Small and mid-sized businesses often have expensive retirement programs, but many of them don't realize what the true cost is. This is, in large part, due to fees being charged against assets, leaving employers with little, if any, of the service costs. These are instead charged against participant accounts. While it may seem nice to not have plan fees as a line item in the budget, this structure is rarely advantageous to anyone except the service providers. There are 3 hidden costs at play here that rarely get mentioned:
Guaranteed fee hikes. When service providers charge asset based fees on savings plans where contributions flow into the plan regularly, plan fees will increase at the same rate that balances do.

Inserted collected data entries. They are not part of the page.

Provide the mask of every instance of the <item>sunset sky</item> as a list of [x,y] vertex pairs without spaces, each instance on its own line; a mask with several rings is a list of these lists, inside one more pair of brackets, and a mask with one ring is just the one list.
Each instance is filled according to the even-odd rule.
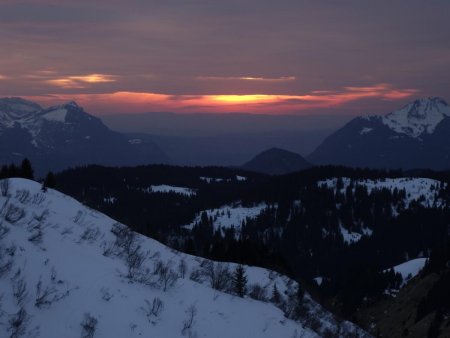
[[448,0],[0,0],[0,96],[126,112],[450,100]]

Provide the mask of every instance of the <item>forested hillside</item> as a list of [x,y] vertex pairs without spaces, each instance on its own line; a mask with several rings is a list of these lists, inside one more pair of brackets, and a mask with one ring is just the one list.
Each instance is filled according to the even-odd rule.
[[174,248],[305,281],[349,318],[404,285],[408,276],[391,268],[428,257],[446,241],[450,218],[447,172],[319,167],[268,177],[225,168],[89,166],[56,181]]

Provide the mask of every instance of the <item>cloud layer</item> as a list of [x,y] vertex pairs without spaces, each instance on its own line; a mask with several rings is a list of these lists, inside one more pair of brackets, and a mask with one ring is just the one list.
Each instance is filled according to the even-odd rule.
[[0,0],[0,95],[94,113],[450,99],[449,12],[444,0]]

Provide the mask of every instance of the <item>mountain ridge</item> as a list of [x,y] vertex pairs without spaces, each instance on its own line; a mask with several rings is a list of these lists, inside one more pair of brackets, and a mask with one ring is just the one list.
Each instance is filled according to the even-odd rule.
[[389,169],[450,168],[450,106],[415,100],[386,115],[359,116],[307,156],[314,164]]
[[39,175],[85,164],[170,162],[156,144],[129,142],[74,101],[42,108],[21,98],[0,99],[0,150],[0,163],[28,157]]

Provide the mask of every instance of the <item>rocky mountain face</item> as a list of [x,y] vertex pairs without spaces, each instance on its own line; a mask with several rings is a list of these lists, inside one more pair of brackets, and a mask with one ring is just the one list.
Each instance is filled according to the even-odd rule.
[[450,168],[450,106],[433,97],[384,116],[356,117],[307,159],[371,168]]
[[165,163],[151,142],[133,142],[75,102],[42,108],[21,98],[0,99],[0,163],[28,157],[38,174],[85,164]]

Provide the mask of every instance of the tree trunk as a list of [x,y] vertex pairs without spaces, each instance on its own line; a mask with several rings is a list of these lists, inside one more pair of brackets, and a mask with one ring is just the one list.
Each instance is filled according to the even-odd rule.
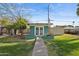
[[16,30],[16,29],[14,29],[14,34],[15,34],[15,35],[16,35],[16,31],[17,31],[17,30]]
[[9,34],[9,36],[11,36],[11,30],[10,29],[8,29],[8,34]]
[[3,34],[2,30],[3,30],[3,28],[1,27],[1,33],[0,33],[0,35],[2,35],[2,34]]
[[21,29],[21,36],[23,36],[23,30]]
[[15,34],[15,32],[14,32],[14,29],[12,29],[12,35],[13,35],[13,36],[15,36],[15,35],[16,35],[16,34]]
[[21,38],[23,38],[23,29],[20,29]]
[[0,33],[0,35],[3,35],[3,27],[1,27],[1,33]]

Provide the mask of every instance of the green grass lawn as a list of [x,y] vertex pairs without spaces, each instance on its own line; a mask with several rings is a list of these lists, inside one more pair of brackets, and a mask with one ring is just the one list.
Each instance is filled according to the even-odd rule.
[[30,56],[34,40],[19,40],[13,37],[0,38],[0,56]]
[[79,56],[79,36],[60,35],[46,41],[49,56]]

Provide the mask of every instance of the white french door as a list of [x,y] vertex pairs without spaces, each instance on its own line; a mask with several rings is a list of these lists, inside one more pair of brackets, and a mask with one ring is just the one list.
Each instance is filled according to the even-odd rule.
[[35,28],[35,35],[36,36],[42,36],[44,35],[44,27],[36,27]]

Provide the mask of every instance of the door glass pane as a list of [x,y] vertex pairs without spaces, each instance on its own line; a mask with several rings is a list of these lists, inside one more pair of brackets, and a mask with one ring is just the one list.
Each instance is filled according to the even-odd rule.
[[43,35],[43,27],[40,27],[40,35]]
[[39,28],[36,27],[36,35],[39,35]]

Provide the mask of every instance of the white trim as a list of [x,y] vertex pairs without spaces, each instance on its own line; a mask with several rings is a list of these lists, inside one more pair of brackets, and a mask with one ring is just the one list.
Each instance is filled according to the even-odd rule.
[[44,35],[44,26],[43,26],[43,35]]
[[34,26],[34,35],[36,35],[36,26]]
[[[40,27],[42,27],[43,28],[43,35],[44,35],[44,26],[35,26],[35,28],[34,28],[34,35],[36,35],[36,27],[39,28],[39,35],[40,35]],[[36,35],[36,36],[38,36],[38,35]]]

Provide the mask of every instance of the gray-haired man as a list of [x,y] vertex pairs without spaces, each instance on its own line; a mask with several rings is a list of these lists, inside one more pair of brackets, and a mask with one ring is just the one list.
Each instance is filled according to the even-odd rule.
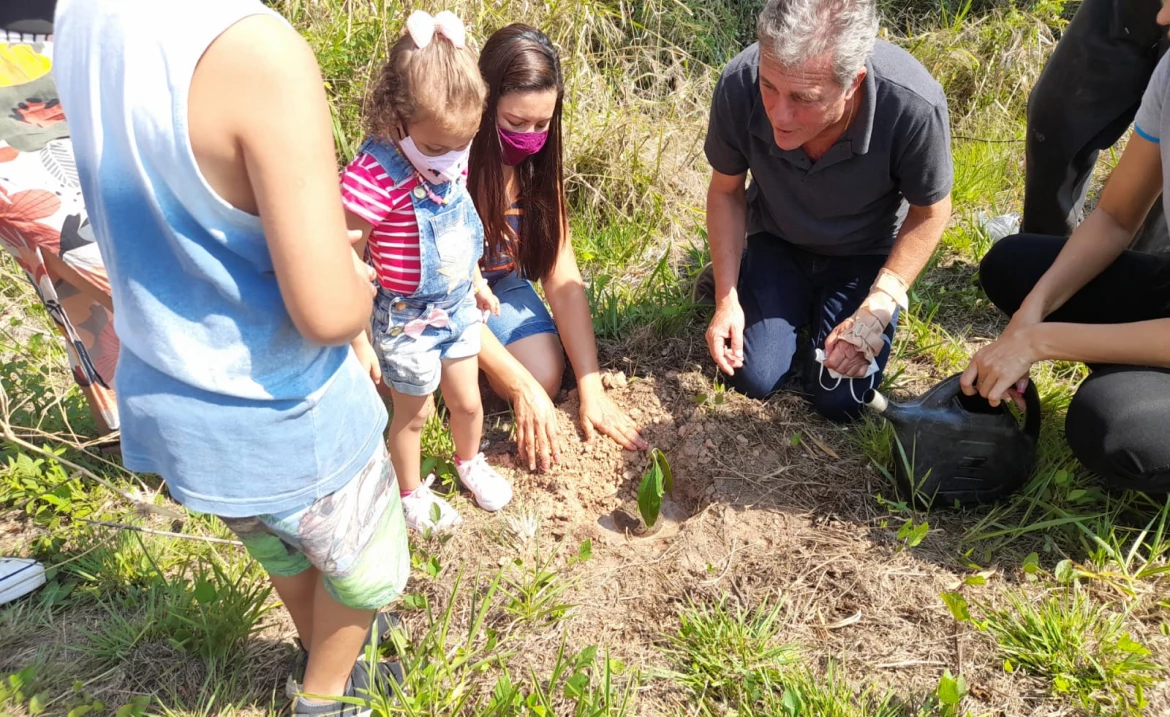
[[766,396],[807,326],[823,366],[804,390],[839,421],[880,382],[951,211],[942,88],[877,29],[873,0],[770,0],[719,79],[706,142],[711,356]]

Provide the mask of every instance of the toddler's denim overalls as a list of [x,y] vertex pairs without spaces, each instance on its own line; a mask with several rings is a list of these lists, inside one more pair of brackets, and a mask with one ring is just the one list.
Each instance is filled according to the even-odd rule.
[[[361,151],[378,160],[395,186],[415,176],[414,167],[392,145],[367,139]],[[420,184],[410,199],[418,220],[420,283],[410,296],[378,287],[372,343],[383,380],[400,393],[425,396],[439,387],[443,359],[479,353],[483,318],[475,305],[472,277],[483,255],[483,224],[462,181]]]

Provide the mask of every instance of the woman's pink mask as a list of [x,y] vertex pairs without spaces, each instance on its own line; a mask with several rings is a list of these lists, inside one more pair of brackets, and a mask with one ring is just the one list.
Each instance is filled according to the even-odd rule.
[[544,132],[513,132],[499,125],[496,129],[500,133],[500,149],[503,150],[504,164],[515,167],[525,158],[539,152],[548,141],[548,131]]

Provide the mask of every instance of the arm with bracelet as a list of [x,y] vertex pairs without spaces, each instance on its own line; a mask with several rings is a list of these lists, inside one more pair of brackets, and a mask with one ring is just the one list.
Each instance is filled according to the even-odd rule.
[[911,284],[930,260],[951,216],[951,198],[927,206],[910,205],[906,221],[878,272],[869,295],[853,316],[825,339],[825,368],[843,376],[861,377],[885,344],[886,328],[898,309],[905,309]]

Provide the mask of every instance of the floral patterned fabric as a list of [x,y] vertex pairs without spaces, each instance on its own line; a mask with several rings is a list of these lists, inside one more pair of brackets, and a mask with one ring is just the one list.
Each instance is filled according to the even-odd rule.
[[110,284],[81,198],[52,39],[0,30],[0,248],[57,324],[95,417],[118,428]]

If new contributions boosted plan assets by 2% and the investments returned 6%, assuming no withdrawals, provider fees would increase by about 8% along with the assets. Talk about inflation! Chances are, if the company was paying the fee directly, the significance of the change would result in a negotiated charge, but this rarely happens when it doesn't hit the budget for review. Out of sight, out of mind.
Compounding of fees. We often hear of the benefits compounding has on investments, but when fees are taken from participant accounts, there's a compounding effect from fees too. Over a 35 year period, a 1% asset based fee would be expected to reduce your balance by 28%!
Loss of tax deductions/credits. Companies are generally eligible to deduct administrative costs to reduce taxes or take advantage of tax credits to offset the cost of starting a plan or implementing auto enrollment.
Let's look at how this might play out in real life. We'll use a plan with $2 million in assets and $60,000 in annual contributions with investment returns anticipated at 6% annually. The business owner has 30% of the plan assets in her own account and the company is taxed at a 25% rate. The total asset based fees come in at 1.3% of assets
| If Paid by Company | If Paid with Plan Assets |
Total Fee | $26,000 | $26,000 |
Tax Deduction | $6,500 | $0.00 |
Net Cost | $19,500 | $26,000 |
Reduction in Future Earnings (20 Years) | $0.00 | $83,385 |
Total Cost | $19,500 | $109,385 |
Owner's Share of Cost | $19,500 | $32,815 |
Excess Cost | | $89,885 |
As you can see, the long term impact of asset based fees on plan participant accounts can be staggering with one year's fees costing the plan participants over 4 times the amount billed in fees over the next 20 years. Remember, this is only illustrating the effect for a single year. When you look at the excess costs associated with asset based fees over decades, it is outright mind boggling! The fee for the next year's services in this example would be projected to rise by over $2,300 also, making it (and each subsequent year) even more expensive.